Imagine an uber driver who uses her own car. She has to pay the insurance, maintenance, and fees, all on an irregular income. Recently, Uber instituted a fare rate cut-great for riders, not for drivers. Is she working at this type of position because the administrative assistant job she ordinarily would have performed has disappeared?
The New Sharing Economy-Good or Bad?
In another San Francisco Chronicle article on this topic by Carolyn Said, “Crafting Protections for Freelance Workers”, she quotes Robert Reich,”In effect, on-demand work is a reversion to the piece work of the 19th century – when workers had no power and no legal rights, took all the risks, and worked all hours for almost nothing.”
Is that statement too harsh?
Consider the salaried employee, she receives health insurance benefits, employer paid payroll taxes, 401(k) administration expenses, office space, telephone, internet, low cost insurance and a variety of other benefits. These benefits, many of which the employee takes for granted, add up to real money. In fact, employers kick in an additional 20 to 30 percent of the workers salary for taxes and benefits. If your salary is $50,000, then your employer is probably paying upwards of $66,000 to hire you. And that figure doesn’t include the fixed overhead costs to house you in the company digs.
It’s tough for a freelancer to beat the salary and perks of a full-time (or even part-time) job.
Even if you make $25 bucks an hour as an uber driver, you still have your car maintenance, gas, insurance etc. to pay. Next, when you fill out your income taxes, you play 100 percent of your self employment income tax. You buy your own health insurance, work out of your own home office and serve as accountant, secretary, and worker.
So how much would it take for your freelance earnings to equal a comparable salaried job? Many numbers are thrown out across the internet. There are even a few calculators that attempt to quantify the comparison. But, there are so many factors to consider that it’s a difficult calculation to make.
In general, there’s some truth to Reich’s claim that this new sharing economy may be a step backward.
Who does this type of sharing economy work benefit?
Students with irrregular schedules who are looking for a part-time job, which typically doesn’t pay benefits, can prosper in the sharing economy.

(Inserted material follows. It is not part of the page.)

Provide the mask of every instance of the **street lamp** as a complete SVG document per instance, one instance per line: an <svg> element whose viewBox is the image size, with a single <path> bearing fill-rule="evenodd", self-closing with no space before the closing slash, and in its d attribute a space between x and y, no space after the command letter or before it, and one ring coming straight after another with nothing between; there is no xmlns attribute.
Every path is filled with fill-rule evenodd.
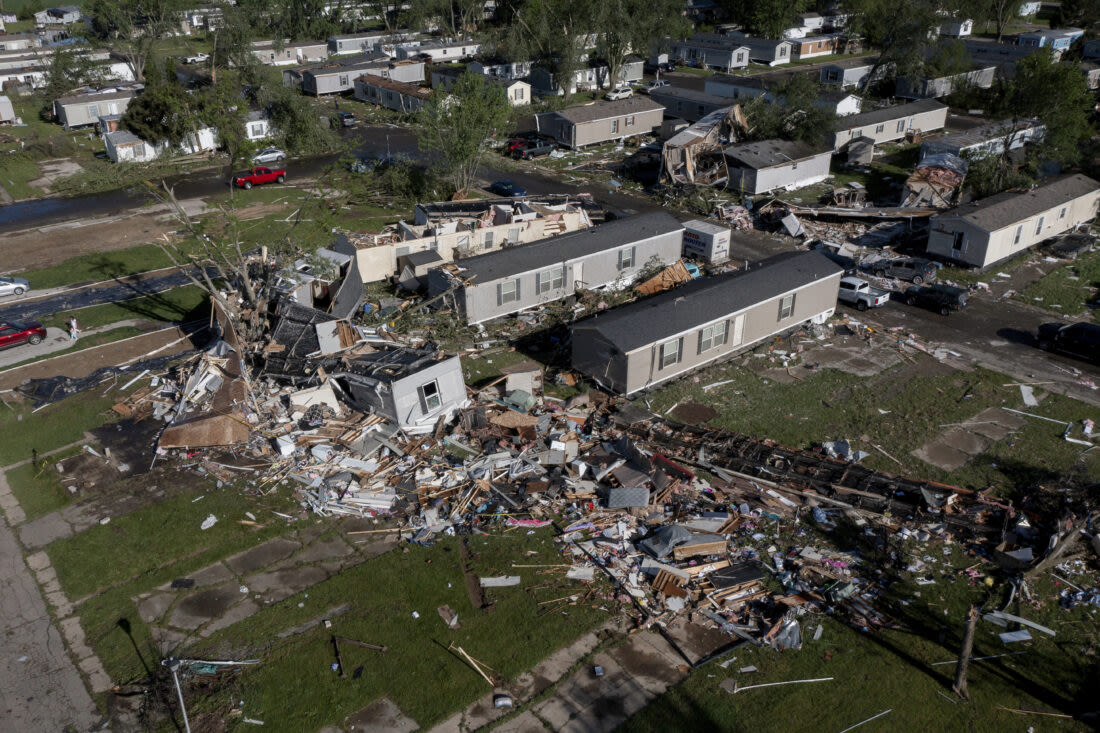
<svg viewBox="0 0 1100 733"><path fill-rule="evenodd" d="M176 694L179 696L179 712L184 714L184 730L191 733L191 724L187 722L187 708L184 705L184 690L179 687L179 659L168 657L162 659L161 664L172 670L172 679L176 682Z"/></svg>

What about the stay-at-home mom or dad? This worker wants a side gig to pick up some extra change on the side. This might be a good hustle for them.
For the worker who’s looking for a full time income, the new sharing economy has some considerable drawbacks.
Before you leap into the new sharing economy employment, consider whether a salaried job might be a better economic choice.
Now for the consumer, it’s nice to be able to take a Lyft cab at a discount, or get someone to do your shopping and errands for you.